For those who have never played Planetside, think of it as Tribes Online. For those who have never played Tribes, well, explaining Planetside may take a bit of doing. For starters, Planetside is a First Person Shooter, a real-time first person shooter, on an MMO scale. It is quite possible for three groups of 200+ to all crash into battle with each other, resulting in one of the only true simulations of an active battlefield. Seriously, not even America's Army or Unreal Tournaments WAR modes are capable of duplicating the sheer size of combat possible in Planetside.

At it's start Planetside was really a military simulation, with a focus on prolonged war campaigns. The Terran Republic, Vanu Sovereignty, and New Conglomerate all held home sanctuaries, and the goal was to fight across vast continents and lock and opposing force into their sanctuary. The first several months of the game heavily focused on the campaign aspect as continents were linked in a strict order. In order to advance, players had to first conquer a continent natively attached to their sanctuary, then stage an asssult from the conquered continent onto a new continent. It was, in all aspects, epic warfare.

And then the developers... well... lost it. The story of Auraxis, the reason for the conflict, was never explored. The single expansion pack that hit contained some of the most messed up map design ever, at one of the worst price-points in the history of poor expansions. The game further deteriorated with the introduction of the B.F.R., or Battle Frame Robotics. A game that had once been focused on epic campaigns where you were looking at a good 4, 5, or even 6 hour battle to take just one continent, complete with organization of supply runs, armor columns, and air support, and turned into a session based game where an average fight took 30 minutes, and there was no real need, or reason, to plan assaults.
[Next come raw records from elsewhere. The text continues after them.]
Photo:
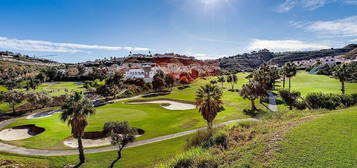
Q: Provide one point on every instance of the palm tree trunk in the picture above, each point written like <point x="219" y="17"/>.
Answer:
<point x="343" y="87"/>
<point x="209" y="125"/>
<point x="13" y="108"/>
<point x="284" y="81"/>
<point x="81" y="153"/>
<point x="289" y="84"/>
<point x="253" y="105"/>
<point x="118" y="158"/>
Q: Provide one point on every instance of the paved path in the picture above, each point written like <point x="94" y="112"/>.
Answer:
<point x="39" y="152"/>
<point x="272" y="103"/>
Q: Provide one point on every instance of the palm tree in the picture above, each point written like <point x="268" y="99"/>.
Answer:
<point x="121" y="134"/>
<point x="252" y="91"/>
<point x="342" y="72"/>
<point x="289" y="72"/>
<point x="12" y="98"/>
<point x="76" y="109"/>
<point x="222" y="80"/>
<point x="208" y="102"/>
<point x="232" y="78"/>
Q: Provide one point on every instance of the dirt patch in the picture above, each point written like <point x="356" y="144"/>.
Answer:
<point x="169" y="104"/>
<point x="20" y="132"/>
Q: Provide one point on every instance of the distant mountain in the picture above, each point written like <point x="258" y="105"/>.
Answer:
<point x="250" y="61"/>
<point x="247" y="61"/>
<point x="11" y="57"/>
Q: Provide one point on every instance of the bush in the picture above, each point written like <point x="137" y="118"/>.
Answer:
<point x="184" y="163"/>
<point x="199" y="138"/>
<point x="183" y="87"/>
<point x="207" y="163"/>
<point x="330" y="101"/>
<point x="300" y="105"/>
<point x="234" y="90"/>
<point x="292" y="99"/>
<point x="220" y="140"/>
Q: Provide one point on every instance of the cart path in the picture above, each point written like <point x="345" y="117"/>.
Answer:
<point x="41" y="152"/>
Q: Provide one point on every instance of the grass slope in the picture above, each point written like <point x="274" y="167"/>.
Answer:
<point x="307" y="83"/>
<point x="328" y="141"/>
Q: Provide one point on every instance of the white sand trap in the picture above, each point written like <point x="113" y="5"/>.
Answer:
<point x="88" y="143"/>
<point x="11" y="134"/>
<point x="173" y="105"/>
<point x="42" y="114"/>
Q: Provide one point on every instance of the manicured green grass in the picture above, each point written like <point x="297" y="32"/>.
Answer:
<point x="155" y="120"/>
<point x="60" y="88"/>
<point x="22" y="161"/>
<point x="328" y="141"/>
<point x="3" y="89"/>
<point x="308" y="83"/>
<point x="3" y="106"/>
<point x="141" y="156"/>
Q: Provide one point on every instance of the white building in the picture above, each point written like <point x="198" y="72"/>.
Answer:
<point x="145" y="73"/>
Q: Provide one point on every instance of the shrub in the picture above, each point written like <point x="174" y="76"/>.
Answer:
<point x="234" y="90"/>
<point x="199" y="138"/>
<point x="190" y="158"/>
<point x="330" y="101"/>
<point x="184" y="163"/>
<point x="300" y="105"/>
<point x="289" y="97"/>
<point x="207" y="163"/>
<point x="183" y="87"/>
<point x="220" y="140"/>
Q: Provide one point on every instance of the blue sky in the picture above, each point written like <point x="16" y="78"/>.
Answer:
<point x="80" y="30"/>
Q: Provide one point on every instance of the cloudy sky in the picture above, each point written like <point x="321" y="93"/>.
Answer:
<point x="80" y="30"/>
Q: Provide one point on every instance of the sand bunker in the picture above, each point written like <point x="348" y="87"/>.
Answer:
<point x="168" y="104"/>
<point x="87" y="143"/>
<point x="42" y="114"/>
<point x="20" y="132"/>
<point x="93" y="139"/>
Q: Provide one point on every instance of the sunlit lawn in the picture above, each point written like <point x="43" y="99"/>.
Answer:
<point x="328" y="141"/>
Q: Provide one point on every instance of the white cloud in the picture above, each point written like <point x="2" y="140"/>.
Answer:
<point x="47" y="46"/>
<point x="284" y="45"/>
<point x="288" y="5"/>
<point x="346" y="27"/>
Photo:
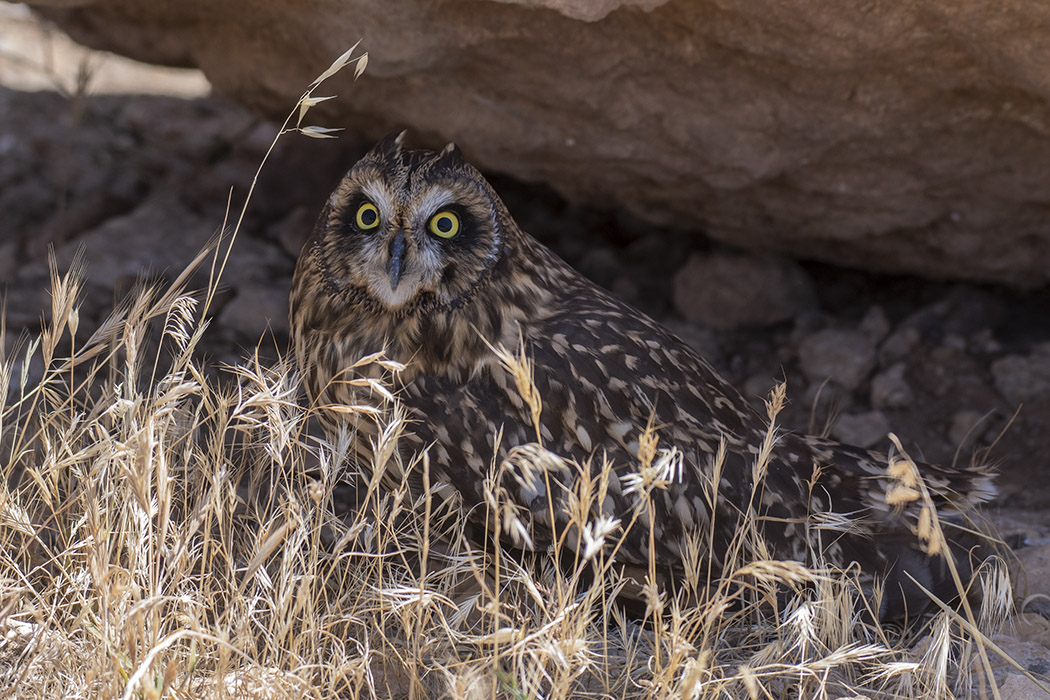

As I looked back, I stated that the developers didn't know what made Planetside, Planetside. Rather, the developers seemed to focus on changes to the game that mimiced the hottest selling titles of the time, and on how to attract a more casual gamer. So, to attract the people picking up Mech Assault and Steel Battalion, there were B.F.R.'s. To attract the session based players of Unreal and Quake, the access restrictions to continents were largely removed, and it was no longer possible to sanctuary lock an oppossing empire.

As I saw it, the developers had no long term design goals for Planetside, but instead chased after every little change that tickled their fancy.

The result was a disaster, with many of the launch players leaving in disgust, forcing a server-merge. After languishing for a while, Sony even tried low level free-to-play accounts, but back in May 20th of 2008, the North American servers were merged, once again, due to the dwindling player base.

In all honesty, if Sony depended on Planetside to turn a profit, it would have been killed off long ago, but like other SOE games, it rides on the profits of Everquest.

Pulling a Planetside is basically the video-game equivelent of jumping the shark. It's when a game irrevocably changes for the worse, and developers show no intention of fixing the problems, but just charge ahead anyways.

Pulling a Planetside
is when a video game developer fails to set a design goal, or fails to pursue a stated design goal.

Pulling a Planetside is when a video game publisher launches a game to one market, then orders a lot of in-game changes to appeal to a completely different market.

Now, I personally believe that games can recover after having pulled a Planetside. The recovery however, takes a developer and publisher coming out and saying they screwed, they made mistakes, they'll roll back that horrible new feature and stop trying to make it work. I've just yet to see a single MMO publisher / developer actually do this.